Two weeks ago, I woke up around 4am to discover my water had broken. I had just finished my last day of work the day before and I was looking forward to attending the COETAIL start-up weekend that very morning with Dana Watts; however my plans had apparently changed.
That evening on September 21st, at 8:03pm, I welcomed William Dakota Blair into the world, a beautiful healthy boy. And since that day my thoughts have revolved around him; what is he thinking, what will he grow up to be, what kind of world will he live in, what kind of technologies will he be using in the classroom and in his daily life, how can I best prepare him for this ever changing world…
So as I start on my journey into parenthood, I also start on my COETAIL adventure. Exploring new technologies, new ways of teaching, and discovering better ways to communicate, collaborate and create all while learning how to change diapers, this is no doubt going to be an exciting time.
The readings for this week [New] Bloom’s Taxonomy Digitally by Andrew Churches, Connectivism: A Learning Theory for the Digital Age by George Siemens, and Living and Learning with New Media: Summary of Findings from the Digital Youth Project – “Messing Around” pg. 20 – 28 drive home one unifying message; technology is transforming the way we learn whether we like it or not.
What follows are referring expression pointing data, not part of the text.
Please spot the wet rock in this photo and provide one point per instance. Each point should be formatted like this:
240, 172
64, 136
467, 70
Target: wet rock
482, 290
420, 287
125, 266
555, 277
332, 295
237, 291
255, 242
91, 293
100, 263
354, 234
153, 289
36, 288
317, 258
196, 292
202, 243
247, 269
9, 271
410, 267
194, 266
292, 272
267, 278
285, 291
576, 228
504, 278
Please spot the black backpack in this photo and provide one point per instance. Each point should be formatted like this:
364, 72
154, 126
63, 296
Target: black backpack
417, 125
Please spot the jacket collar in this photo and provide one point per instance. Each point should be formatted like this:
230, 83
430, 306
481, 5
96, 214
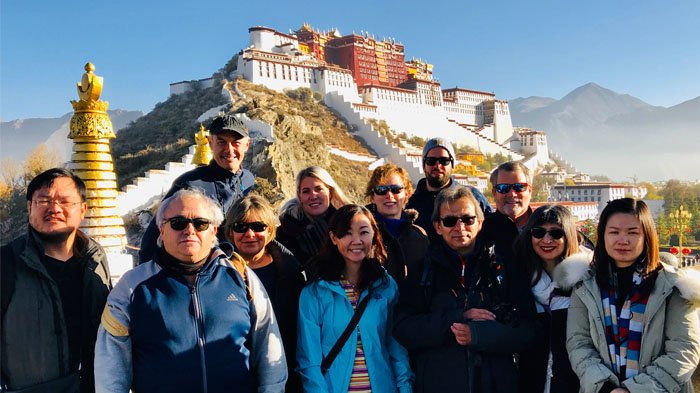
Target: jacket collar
577, 268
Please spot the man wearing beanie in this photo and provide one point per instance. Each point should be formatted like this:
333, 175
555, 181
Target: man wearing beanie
438, 163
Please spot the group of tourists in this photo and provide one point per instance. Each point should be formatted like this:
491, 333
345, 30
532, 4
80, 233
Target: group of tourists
431, 290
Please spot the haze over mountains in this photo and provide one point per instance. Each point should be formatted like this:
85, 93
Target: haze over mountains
606, 133
19, 137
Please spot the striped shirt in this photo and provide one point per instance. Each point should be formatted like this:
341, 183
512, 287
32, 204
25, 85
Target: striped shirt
359, 380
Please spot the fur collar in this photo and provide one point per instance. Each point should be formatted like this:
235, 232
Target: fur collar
574, 268
577, 267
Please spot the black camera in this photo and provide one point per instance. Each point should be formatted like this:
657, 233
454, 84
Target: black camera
505, 314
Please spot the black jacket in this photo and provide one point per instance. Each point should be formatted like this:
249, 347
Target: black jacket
432, 300
289, 281
423, 201
218, 183
406, 252
34, 338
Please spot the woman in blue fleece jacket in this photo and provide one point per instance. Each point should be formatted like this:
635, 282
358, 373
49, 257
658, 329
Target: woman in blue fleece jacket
348, 270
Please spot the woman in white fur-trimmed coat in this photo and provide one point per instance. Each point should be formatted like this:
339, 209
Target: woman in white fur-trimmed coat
652, 344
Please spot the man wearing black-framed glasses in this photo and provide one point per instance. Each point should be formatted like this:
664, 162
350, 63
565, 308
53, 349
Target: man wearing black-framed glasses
55, 282
195, 301
438, 163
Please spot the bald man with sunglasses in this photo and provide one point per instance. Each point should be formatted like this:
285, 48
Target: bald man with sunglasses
192, 319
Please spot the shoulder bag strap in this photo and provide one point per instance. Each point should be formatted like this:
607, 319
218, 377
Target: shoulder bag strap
328, 360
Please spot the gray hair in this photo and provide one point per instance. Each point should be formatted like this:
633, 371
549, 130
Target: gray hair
511, 166
452, 194
216, 215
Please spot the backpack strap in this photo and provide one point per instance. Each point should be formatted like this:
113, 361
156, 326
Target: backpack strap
8, 260
328, 360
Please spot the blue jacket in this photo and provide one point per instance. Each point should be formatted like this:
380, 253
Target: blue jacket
216, 182
159, 334
324, 312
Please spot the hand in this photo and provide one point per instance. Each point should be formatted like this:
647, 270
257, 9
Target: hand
462, 333
479, 314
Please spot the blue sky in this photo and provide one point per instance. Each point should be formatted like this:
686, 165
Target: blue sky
516, 49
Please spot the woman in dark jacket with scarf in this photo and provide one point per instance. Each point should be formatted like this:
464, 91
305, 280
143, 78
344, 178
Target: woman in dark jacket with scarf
250, 227
303, 220
388, 189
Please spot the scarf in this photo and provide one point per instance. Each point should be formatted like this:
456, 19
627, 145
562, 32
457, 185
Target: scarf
624, 329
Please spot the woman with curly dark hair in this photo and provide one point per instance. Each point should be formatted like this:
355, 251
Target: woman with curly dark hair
548, 237
348, 279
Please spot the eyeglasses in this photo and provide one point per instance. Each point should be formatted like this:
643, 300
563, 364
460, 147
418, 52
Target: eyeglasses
431, 161
50, 202
383, 190
504, 188
450, 221
179, 223
242, 227
539, 233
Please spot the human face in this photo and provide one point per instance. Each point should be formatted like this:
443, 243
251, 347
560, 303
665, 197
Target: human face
356, 244
187, 245
228, 149
251, 244
437, 175
391, 205
512, 204
624, 240
461, 237
548, 248
57, 223
314, 196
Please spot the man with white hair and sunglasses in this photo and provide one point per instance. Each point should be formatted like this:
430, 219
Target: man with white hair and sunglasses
191, 319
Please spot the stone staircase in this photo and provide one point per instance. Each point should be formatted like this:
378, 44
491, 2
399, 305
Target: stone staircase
149, 188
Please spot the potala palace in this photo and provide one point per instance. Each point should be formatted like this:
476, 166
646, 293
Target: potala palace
364, 78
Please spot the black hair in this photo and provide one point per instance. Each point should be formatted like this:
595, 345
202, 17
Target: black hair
329, 264
46, 178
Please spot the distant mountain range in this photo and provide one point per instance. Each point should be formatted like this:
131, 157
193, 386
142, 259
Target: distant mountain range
606, 133
19, 137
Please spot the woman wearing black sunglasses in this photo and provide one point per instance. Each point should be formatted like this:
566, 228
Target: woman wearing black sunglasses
250, 227
388, 190
548, 237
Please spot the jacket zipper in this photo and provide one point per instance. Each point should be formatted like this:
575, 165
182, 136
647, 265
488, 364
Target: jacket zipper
198, 325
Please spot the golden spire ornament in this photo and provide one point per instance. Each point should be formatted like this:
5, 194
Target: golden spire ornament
202, 152
91, 129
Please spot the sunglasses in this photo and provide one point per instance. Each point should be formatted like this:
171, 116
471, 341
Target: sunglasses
383, 190
242, 227
539, 233
179, 223
505, 188
431, 161
450, 221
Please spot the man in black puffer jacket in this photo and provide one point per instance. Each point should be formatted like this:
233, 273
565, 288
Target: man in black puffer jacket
466, 311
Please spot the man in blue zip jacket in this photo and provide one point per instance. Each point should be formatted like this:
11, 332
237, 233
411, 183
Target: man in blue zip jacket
192, 319
222, 180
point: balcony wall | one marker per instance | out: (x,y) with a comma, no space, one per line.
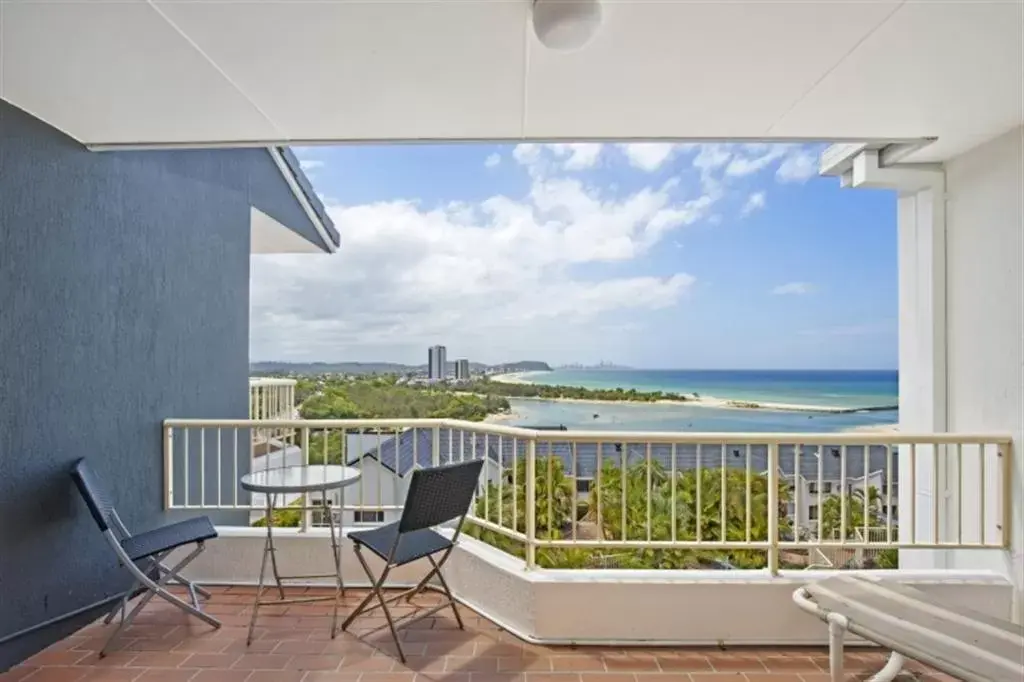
(621,605)
(124,281)
(638,607)
(985,311)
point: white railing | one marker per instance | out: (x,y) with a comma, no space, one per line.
(271,397)
(654,500)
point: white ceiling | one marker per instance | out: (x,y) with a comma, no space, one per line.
(296,71)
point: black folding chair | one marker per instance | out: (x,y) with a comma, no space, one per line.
(143,553)
(436,496)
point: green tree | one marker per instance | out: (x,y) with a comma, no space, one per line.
(832,513)
(647,496)
(506,504)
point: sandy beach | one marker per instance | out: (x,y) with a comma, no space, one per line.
(504,418)
(691,399)
(875,428)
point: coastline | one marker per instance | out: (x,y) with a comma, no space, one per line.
(693,400)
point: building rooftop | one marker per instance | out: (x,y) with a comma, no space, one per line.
(416,445)
(293,645)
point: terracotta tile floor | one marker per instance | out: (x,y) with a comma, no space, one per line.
(293,645)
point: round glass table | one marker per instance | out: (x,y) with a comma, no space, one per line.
(299,480)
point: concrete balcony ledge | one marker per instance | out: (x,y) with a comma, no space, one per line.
(628,607)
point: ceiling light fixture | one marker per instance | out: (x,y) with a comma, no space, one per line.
(565,25)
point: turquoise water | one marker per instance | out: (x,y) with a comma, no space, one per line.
(847,389)
(843,389)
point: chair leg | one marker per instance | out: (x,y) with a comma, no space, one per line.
(378,584)
(437,571)
(156,589)
(836,635)
(193,587)
(120,605)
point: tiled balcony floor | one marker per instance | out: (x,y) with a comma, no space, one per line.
(293,645)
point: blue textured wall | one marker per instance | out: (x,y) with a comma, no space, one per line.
(124,299)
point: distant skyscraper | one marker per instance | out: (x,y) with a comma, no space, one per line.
(436,363)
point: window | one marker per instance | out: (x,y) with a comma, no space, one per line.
(369,516)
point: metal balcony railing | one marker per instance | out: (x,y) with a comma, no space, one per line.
(571,499)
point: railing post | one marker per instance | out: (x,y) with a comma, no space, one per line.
(1006,453)
(168,467)
(304,446)
(773,531)
(530,504)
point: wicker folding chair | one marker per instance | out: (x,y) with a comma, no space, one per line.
(142,554)
(436,496)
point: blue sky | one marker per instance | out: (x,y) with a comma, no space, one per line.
(699,256)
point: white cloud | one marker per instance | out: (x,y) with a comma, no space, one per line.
(754,203)
(578,156)
(649,156)
(502,275)
(526,153)
(754,158)
(798,167)
(545,158)
(551,273)
(794,288)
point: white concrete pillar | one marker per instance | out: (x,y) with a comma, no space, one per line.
(923,353)
(923,389)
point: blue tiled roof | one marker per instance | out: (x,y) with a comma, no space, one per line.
(457,445)
(415,448)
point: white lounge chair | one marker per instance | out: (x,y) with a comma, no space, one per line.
(913,625)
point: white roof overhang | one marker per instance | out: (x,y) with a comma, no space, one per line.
(293,72)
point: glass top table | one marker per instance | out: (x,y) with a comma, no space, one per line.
(300,480)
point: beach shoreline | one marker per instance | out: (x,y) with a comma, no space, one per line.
(691,399)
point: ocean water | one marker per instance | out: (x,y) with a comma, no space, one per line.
(845,389)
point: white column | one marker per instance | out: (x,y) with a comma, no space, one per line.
(923,353)
(922,259)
Like Jeff Utecht mentions in his book Reach “No longer are there consumers and producers. We have all become prosumers. Creating knowledge as we consume.” Teaching ourselves things by “Messing Around online.”
I really relate with this excerpt from Living and Learning with New Media: Summary of Findings from the Digital Youth Project – “Messing Around” pg. 24
“Basically, I had to self-teach myself, even though I was going to school for digital media . . . school’s more valuable for me to have . . . a time frame where I could learn on my own.” Similarly, Allison, a 15-year-old white girl from Georgia, describes how she learned to use video tools:
Trial and error, I guess. It’s like any—whenever I learn anything with computers, I’ve taught myself how to use computers, and I consider myself very knowledgeable about them, but I just—I learn everything on my own, just figure it out, and the same with cameras. It’s like a cell phone. I just figure out how to do it, and it’s pretty quick and easy” (Patricia Lange, YouTube and Video Bloggers).
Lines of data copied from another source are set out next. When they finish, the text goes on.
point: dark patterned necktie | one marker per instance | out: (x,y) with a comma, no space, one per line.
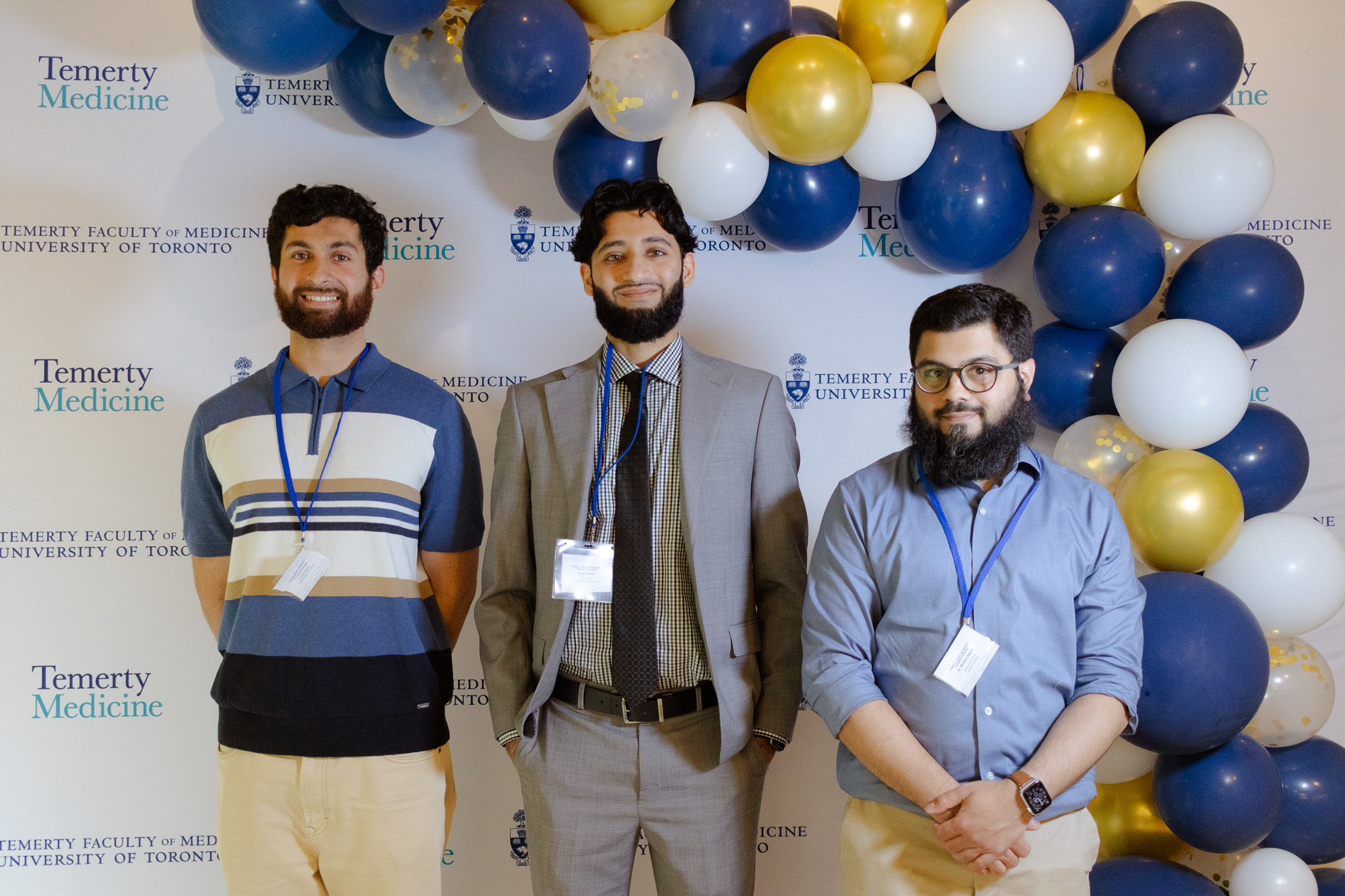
(635,660)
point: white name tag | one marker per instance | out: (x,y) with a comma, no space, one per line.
(583,571)
(303,574)
(966,660)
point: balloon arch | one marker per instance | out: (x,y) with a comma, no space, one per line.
(748,106)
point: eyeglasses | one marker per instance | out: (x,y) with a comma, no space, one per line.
(977,377)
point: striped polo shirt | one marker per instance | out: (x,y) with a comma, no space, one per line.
(362,666)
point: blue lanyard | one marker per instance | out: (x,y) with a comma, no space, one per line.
(280,437)
(599,473)
(969,598)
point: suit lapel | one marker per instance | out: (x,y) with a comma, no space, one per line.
(705,389)
(569,412)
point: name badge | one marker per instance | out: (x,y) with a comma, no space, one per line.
(303,574)
(583,571)
(966,660)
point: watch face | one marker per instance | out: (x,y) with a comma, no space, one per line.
(1036,797)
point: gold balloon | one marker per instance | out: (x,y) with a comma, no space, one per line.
(1101,448)
(1129,822)
(1183,509)
(609,18)
(1128,199)
(1086,150)
(808,100)
(893,38)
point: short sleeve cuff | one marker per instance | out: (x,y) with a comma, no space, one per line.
(837,702)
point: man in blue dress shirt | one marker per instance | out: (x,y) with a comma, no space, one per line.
(971,777)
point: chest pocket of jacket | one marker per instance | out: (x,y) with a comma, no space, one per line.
(745,639)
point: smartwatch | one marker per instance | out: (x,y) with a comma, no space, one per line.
(1033,793)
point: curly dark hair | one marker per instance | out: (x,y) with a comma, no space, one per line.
(615,195)
(303,206)
(971,304)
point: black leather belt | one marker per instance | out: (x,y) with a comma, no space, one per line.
(666,706)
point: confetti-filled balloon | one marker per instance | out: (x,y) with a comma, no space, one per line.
(426,73)
(640,86)
(1298,698)
(1101,448)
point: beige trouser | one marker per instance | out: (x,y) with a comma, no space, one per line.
(891,852)
(342,826)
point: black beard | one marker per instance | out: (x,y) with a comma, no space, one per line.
(957,458)
(638,326)
(350,314)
because this is exactly how I learn new technologies. I figure them out, read up and research about them and then start using them. Most everything you could ever want to know is already online, it’s just finding that information, understanding it and trying it out for yourself. Most of the knowledge I have gained as a technology integrator has been from searching the web, reading blogs, forums and help files and spending some time experimenting with the new tools. Kids are doing this already. If you show them how to search and evaluate information, most other things they can figure out by themselves.
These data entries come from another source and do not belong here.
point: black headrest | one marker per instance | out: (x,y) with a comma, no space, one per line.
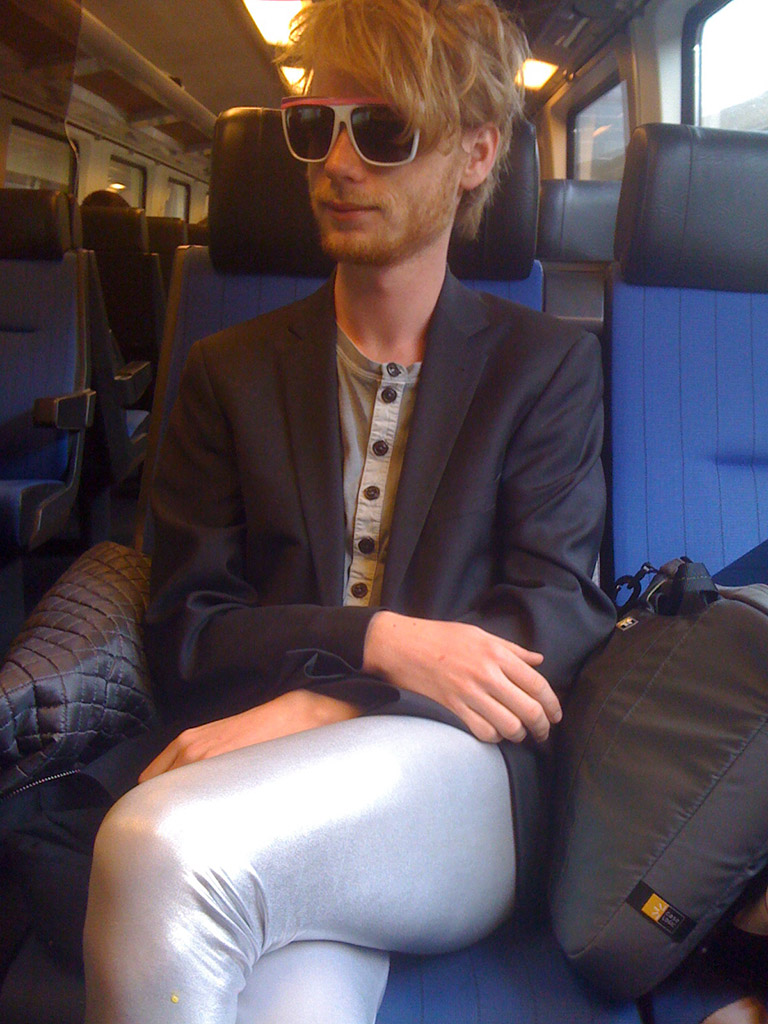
(118,229)
(76,222)
(692,211)
(34,223)
(259,214)
(166,232)
(577,220)
(505,246)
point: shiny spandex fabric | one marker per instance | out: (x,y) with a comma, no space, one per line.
(240,890)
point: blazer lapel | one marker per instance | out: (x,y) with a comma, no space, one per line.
(453,365)
(308,363)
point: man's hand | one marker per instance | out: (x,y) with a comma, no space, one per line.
(290,713)
(491,684)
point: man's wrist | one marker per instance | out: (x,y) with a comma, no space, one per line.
(375,646)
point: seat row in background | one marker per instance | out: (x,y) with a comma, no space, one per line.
(67,427)
(82,302)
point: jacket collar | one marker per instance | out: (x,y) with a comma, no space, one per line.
(307,354)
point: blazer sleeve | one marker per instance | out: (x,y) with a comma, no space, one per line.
(550,522)
(213,648)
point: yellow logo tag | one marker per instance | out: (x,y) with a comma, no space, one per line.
(655,907)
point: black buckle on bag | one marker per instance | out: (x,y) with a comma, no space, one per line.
(635,584)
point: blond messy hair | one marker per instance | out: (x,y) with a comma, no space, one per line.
(445,66)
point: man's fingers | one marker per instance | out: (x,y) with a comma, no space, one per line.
(525,678)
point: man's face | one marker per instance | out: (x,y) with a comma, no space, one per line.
(380,216)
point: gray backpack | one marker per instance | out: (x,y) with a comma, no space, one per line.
(663,792)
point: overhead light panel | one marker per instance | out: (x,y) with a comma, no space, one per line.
(272,17)
(293,78)
(537,73)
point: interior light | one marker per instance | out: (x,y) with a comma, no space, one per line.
(537,73)
(272,17)
(293,77)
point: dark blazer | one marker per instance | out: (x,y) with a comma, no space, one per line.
(498,518)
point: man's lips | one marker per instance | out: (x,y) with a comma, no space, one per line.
(345,208)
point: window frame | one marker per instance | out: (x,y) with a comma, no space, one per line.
(592,96)
(187,194)
(690,96)
(35,129)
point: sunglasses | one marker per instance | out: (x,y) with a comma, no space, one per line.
(377,132)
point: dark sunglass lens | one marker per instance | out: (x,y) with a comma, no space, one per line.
(310,130)
(381,135)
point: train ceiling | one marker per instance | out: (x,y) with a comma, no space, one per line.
(203,56)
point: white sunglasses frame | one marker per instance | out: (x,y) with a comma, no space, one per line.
(342,117)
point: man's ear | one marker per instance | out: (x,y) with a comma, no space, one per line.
(480,145)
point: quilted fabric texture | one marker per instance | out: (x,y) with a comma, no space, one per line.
(75,681)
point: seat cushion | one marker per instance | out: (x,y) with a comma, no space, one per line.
(513,977)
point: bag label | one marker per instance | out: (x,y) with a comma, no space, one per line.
(655,908)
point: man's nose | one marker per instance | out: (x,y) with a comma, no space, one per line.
(343,159)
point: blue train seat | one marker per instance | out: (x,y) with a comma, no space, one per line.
(116,445)
(45,401)
(502,258)
(131,278)
(166,235)
(574,244)
(688,314)
(264,253)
The teacher needs to step back and become more of a facilitator than an information resource. The article Connectivism: A Learning Theory for the Digital Age by George Siemens talks about the “Rapidly diminishing knowledge life.” In other words “Half of what is known today was not known 10 years ago. The amount of knowledge in the world has doubled in the past 10 years and is doubling every 18 months” and there is no possible way to keep up with all this information. In my opinion, the best way to stay current as a teacher is to stay abreast of new technologies, and new ways of finding and searching information so that you can pass these valuable skills to your students.